The history of the Isarflossfahrt is rich in tradition, culture and nature experiences. From its humble beginnings as a means of transport to its current prominence as a tourist highlight and cultural heritage, the Isarflossfahrt is a fascinating part of Bavarian history and an unforgettable experience for visitors of all ages.


Isar raft trips are first mentioned in the historical records of Bavaria in the 12th century, in the late Salian-early Swabian period. In the era of the first economic growth, the Isar played a central role as the main trade route, mainly due to the founding of the cities of Munich - anno 1158 - and Landshut - anno 1204.

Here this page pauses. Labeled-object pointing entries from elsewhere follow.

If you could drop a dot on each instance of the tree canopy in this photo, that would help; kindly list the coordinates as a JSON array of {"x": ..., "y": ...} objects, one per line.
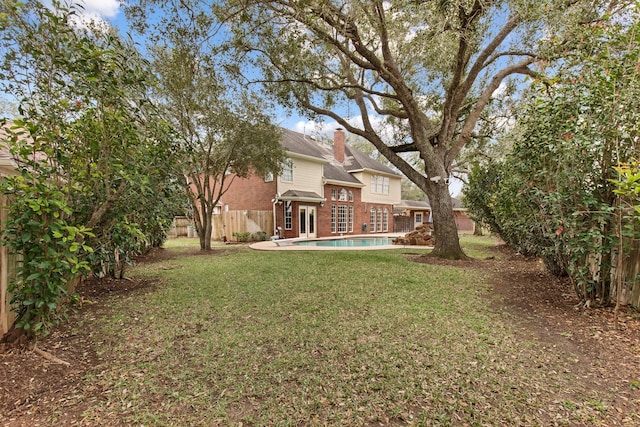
[
  {"x": 428, "y": 70},
  {"x": 568, "y": 190},
  {"x": 96, "y": 183}
]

Rafting reached another peak in the course of industrialisation, when it was highly profitable: in the mid-19th century, more than 8.000 rafts a year went down the Isar. The turning of the tide came towards the end of the 19th century. With the rise of new means of transport like steamers and railroads, rafting as a trade became obsolete. Nowadays, log rafts are used for pleasure trips only.


Durch die Industrialisierung erlebte die Isar Floßfahrt anno 1840 - 1880 ihre kommerzielle Blütezeit. In München registrierte man in manchen Jahren mehr als 8000 Flöße. Doch die Eisenbahn und Dampfschiffahrt brachte die Wende für den Waren- und - Passagiertransport über die Isar. Viele Flößer wurden arbeitslos.


With the outbreak of the Second World War, rafting came to an abrupt end for the time being and so the rafters' monument was erected in Hinterbrühl, which can be seen today shortly before arriving in Thalkirchen. Today, only three remaining rafting families have the rights to navigate the Isar and the canal.


There were almost only pleasure trips on the Isar instead. In order to be able to supply the city of Munich with electricity, the Isar Canal was built at the beginning of the Third Reich. Nevertheless, the Isar raft trip fitted very well into the National Socialist concept and it was rediscovered as a popular, traditional pastime for Bavarians. The Isar valley began to develop touristically.


While rafting on the Isar used to be possible from Lenggries, since the hydroelectric power plants were built at the Sylvenstein reservoir and Walchensee in Wolfratshausen, they end at the large raft landing in Thalkirchen. However, the rafters’ guild still exists today and “nothing works” without the raftsmen. The raft master is still in charge and still trains his raft guides today, just like in the good old days.